Las diversas agendas políticas y culturales que ignoran, cuando no ridiculizan, la identidad cultural de la inmensa mayoría de peruanos deben poner punto final a sus pretensiones. Deben percatarse de que están quebrando el virtuoso proceso espontáneo por el cual los peruanos construimos una identidad nacional sustentada en el esfuerzo personal y colectivo, en la solidaridad, en nuestras creencias religiosas y nuestra diversidad expresada en la música popular y en la culinaria nacional. Todo ello bajo una perspectiva de participación voluntaria. No tiene que gustarte el cebiche o la chanfaina. No debe ser obligatorio que formes parte de una empresa colectiva o que te impidan tener tu emprendimiento individual, debes en uno u otro caso hacerlo voluntariamente. La solidaridad es voluntaria; parece mentira que tengamos que recalcar el carácter voluntario de la solidaridad, sin lo cual sería un robo. Sean cuales fueren tus creencias religiosas, aún si no las tuvieras, no estás excluido. Pero si fuera el caso que seas minoría, tendrás derechos, pero también deberes, como todos.
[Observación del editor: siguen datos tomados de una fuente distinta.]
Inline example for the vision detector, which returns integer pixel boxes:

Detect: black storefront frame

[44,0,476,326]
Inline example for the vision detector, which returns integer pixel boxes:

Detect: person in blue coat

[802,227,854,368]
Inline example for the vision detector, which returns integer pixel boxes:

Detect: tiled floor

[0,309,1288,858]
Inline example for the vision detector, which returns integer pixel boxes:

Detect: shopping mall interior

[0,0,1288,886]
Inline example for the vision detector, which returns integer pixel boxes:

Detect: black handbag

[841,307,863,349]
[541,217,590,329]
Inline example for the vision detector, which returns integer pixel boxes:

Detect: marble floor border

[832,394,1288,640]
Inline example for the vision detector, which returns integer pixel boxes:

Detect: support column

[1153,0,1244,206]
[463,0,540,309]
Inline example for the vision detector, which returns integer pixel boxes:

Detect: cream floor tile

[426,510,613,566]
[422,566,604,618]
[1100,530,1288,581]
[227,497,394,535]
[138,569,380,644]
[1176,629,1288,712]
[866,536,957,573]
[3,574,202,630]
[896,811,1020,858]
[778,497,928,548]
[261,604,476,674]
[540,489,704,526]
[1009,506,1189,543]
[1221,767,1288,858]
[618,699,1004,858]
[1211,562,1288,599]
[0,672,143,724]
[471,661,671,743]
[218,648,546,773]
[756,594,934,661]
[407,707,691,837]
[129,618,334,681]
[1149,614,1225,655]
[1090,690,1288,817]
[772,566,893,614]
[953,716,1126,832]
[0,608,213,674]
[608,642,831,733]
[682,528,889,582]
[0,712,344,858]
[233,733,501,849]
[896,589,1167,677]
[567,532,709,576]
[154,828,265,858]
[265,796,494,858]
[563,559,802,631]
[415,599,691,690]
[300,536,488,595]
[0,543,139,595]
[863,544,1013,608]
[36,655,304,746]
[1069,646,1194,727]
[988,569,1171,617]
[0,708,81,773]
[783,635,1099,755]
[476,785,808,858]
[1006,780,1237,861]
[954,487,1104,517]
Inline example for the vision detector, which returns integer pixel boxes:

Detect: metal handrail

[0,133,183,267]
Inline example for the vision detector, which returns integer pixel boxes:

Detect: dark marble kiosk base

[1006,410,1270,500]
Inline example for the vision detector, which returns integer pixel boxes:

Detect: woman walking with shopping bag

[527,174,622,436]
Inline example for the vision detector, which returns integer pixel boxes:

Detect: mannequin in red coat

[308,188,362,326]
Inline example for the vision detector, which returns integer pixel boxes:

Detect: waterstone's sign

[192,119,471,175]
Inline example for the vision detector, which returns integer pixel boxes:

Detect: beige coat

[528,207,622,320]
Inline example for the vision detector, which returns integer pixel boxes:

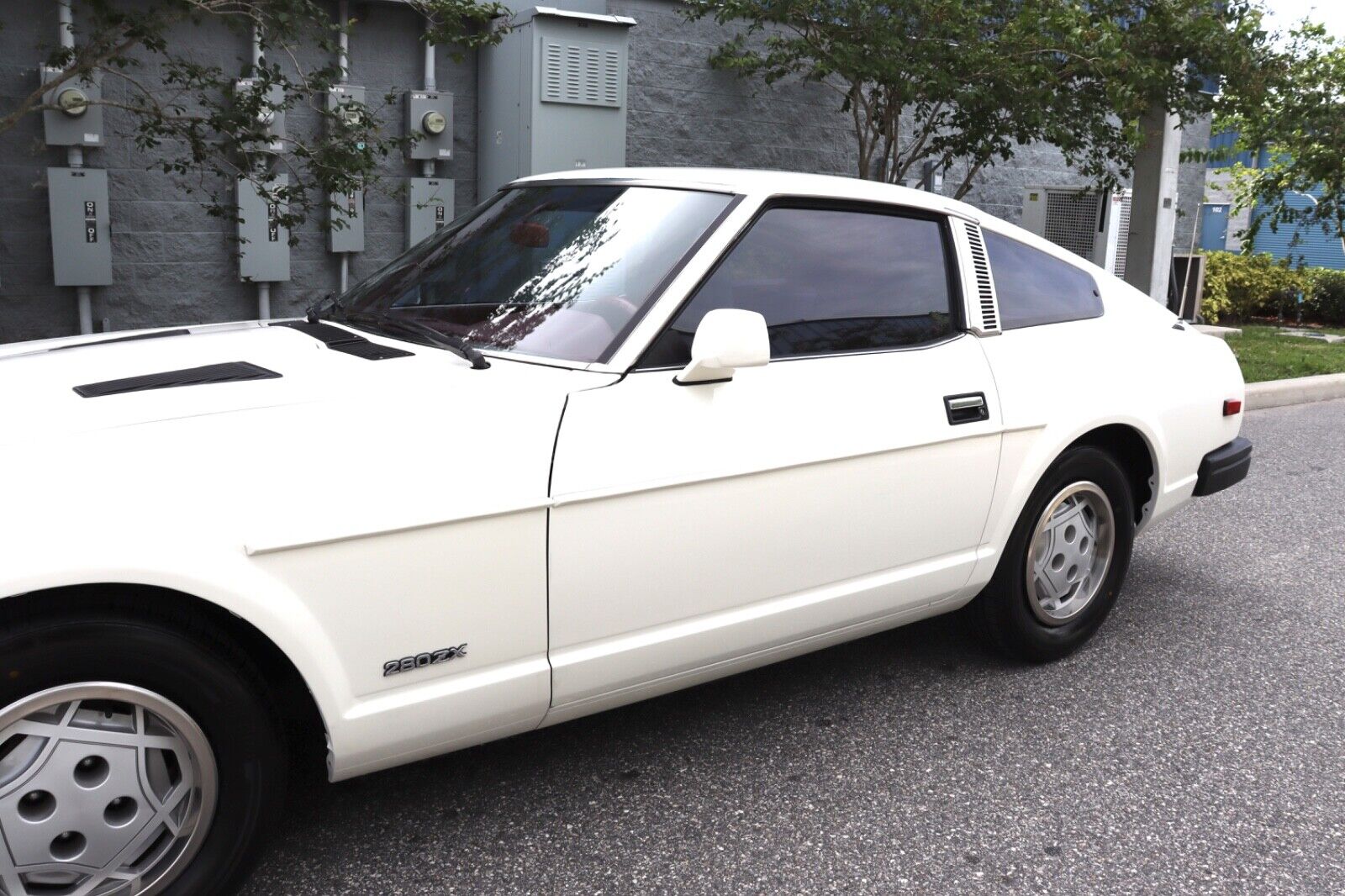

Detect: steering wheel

[574,296,641,335]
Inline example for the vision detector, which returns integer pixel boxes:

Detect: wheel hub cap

[0,683,218,896]
[1027,482,1115,625]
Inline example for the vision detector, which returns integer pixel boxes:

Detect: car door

[549,203,1000,708]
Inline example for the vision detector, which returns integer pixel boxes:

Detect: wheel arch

[0,581,330,767]
[1065,423,1159,530]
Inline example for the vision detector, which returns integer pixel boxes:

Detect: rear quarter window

[984,230,1101,329]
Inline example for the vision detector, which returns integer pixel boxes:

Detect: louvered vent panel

[542,43,565,103]
[1042,190,1103,260]
[542,40,621,108]
[966,224,1000,331]
[1112,190,1131,280]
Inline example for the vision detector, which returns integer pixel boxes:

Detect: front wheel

[973,446,1135,661]
[0,614,285,896]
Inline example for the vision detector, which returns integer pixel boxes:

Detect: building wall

[0,0,1208,342]
[0,0,476,342]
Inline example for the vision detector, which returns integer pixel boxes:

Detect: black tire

[970,445,1135,661]
[0,608,287,896]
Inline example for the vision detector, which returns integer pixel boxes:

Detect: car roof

[509,168,1119,277]
[509,168,986,220]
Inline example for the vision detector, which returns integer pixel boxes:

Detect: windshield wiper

[304,292,341,323]
[338,311,491,370]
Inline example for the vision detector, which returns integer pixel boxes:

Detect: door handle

[943,392,990,426]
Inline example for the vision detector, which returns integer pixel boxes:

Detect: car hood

[0,323,610,445]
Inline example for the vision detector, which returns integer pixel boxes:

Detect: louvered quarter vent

[542,40,621,109]
[964,222,1000,334]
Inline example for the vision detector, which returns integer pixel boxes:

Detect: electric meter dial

[56,87,89,119]
[421,112,448,137]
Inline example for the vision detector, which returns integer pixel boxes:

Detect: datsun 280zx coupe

[0,170,1251,896]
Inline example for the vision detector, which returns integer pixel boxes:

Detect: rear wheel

[973,446,1135,661]
[0,614,285,896]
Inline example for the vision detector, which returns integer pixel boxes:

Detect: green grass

[1228,324,1345,382]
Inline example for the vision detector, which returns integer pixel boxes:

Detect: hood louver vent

[76,361,280,398]
[964,222,1000,334]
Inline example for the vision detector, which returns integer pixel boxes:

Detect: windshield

[335,184,731,362]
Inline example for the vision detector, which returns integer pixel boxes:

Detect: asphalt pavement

[246,401,1345,896]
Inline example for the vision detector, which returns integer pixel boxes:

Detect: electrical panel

[327,83,366,251]
[238,175,289,282]
[1022,187,1131,277]
[406,177,453,249]
[234,78,285,152]
[406,90,453,160]
[47,168,112,287]
[476,7,635,195]
[327,190,365,251]
[42,66,103,146]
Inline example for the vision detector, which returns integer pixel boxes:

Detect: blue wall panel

[1253,187,1345,271]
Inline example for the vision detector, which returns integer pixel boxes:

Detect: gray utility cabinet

[327,83,368,251]
[238,175,289,282]
[476,7,635,198]
[47,168,112,287]
[406,177,453,249]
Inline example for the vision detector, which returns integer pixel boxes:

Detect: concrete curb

[1246,374,1345,410]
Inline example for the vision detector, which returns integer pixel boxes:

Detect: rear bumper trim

[1192,436,1253,498]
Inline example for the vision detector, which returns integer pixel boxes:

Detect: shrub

[1305,269,1345,327]
[1200,251,1309,323]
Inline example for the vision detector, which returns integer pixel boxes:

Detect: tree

[686,0,1264,198]
[1216,22,1345,258]
[0,0,507,229]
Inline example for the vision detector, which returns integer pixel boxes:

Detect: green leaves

[1216,22,1345,251]
[686,0,1264,198]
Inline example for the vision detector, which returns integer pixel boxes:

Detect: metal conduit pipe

[336,0,350,292]
[249,24,271,320]
[421,18,439,177]
[336,0,350,83]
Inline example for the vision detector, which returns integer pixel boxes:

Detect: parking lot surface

[247,401,1345,896]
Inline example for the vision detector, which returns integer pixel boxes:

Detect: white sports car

[0,170,1251,896]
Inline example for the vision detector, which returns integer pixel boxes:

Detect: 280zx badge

[383,645,467,678]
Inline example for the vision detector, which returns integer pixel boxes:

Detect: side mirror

[674,308,771,386]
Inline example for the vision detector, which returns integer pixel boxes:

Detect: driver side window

[639,207,953,369]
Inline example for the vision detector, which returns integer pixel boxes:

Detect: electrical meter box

Al papa Francisco, desde esos sectores que atacan permanentemente a la Iglesia y a los creyentes, se le exige opiniones tajantes y hasta condenas con nombre y apellido. Ese no es su papel. Su misión de pastor es dar a conocer su solidaridad con los problemas que afectan y afligen a los feligreses, ofreciendo su enorme soporte espiritual. Además debe reforzar la gran labor social de la Iglesia Católica que ha intervenido, interviene y seguirá interviniendo para brindar educación primaria y secundaria de calidad, en especial para los más necesitados. Muchas familias cambian en definitiva su futuro gracias a esa educación.
También la Iglesia administra más de 1,200 centros universitarios y de educación superior en el mundo. Su acción se verifica en los cinco continentes: América, Europa, Asia, África y Oceanía. Un repaso rápido nos habla de algo más de 5,000 hospitales, más de 17,000 dispensarios médicos, casi 700 leprosorios, alrededor de 15,000 asilos de ancianos y 7,000 orfanatos. Son cifras al 2010. En la figura que acompaña este artículo —de donde hemos extraído las cifras— se muestra un inventario de esta vasta obra social, resumen realizado por el padre Jorge González Guadalix, S.D. Y no se incluye en ese inventario la enorme labor en ayuda alimentaria que se realiza en todo el planeta, tanto en tiempos ordinarios como frente a catástrofes naturales, desastres humanitarios o eventos bélicos.
En los centros de cuidados paliativos para enfermos terminales de SIDA no encontramos activistas gays ni “filósofos” de género atendiendo a los moribundos. Lo que hallamos allí son muchos “homofóbicos” (véase las comillas) curas, monjas y laicos cristianos que prestan estos cuidados en forma voluntaria. Cuentan que una vez en Calcuta, la madre Teresa curaba ella misma el cuerpo doliente, llagado y moribundo de un pobre hombre, limpiando sus heridas, besando sus mejillas y reconfortándolo en esos sus últimos y terribles momentos. Un periodista presenció el momento y en el límite de la repugnancia que le producía tal escena, le comentó a la madre Teresa: “Yo no haría eso ni por un millón de dólares”. “Yo tampoco”, le respondió la Madre Teresa, diciendo a continuación: “Yo lo hago por amor”.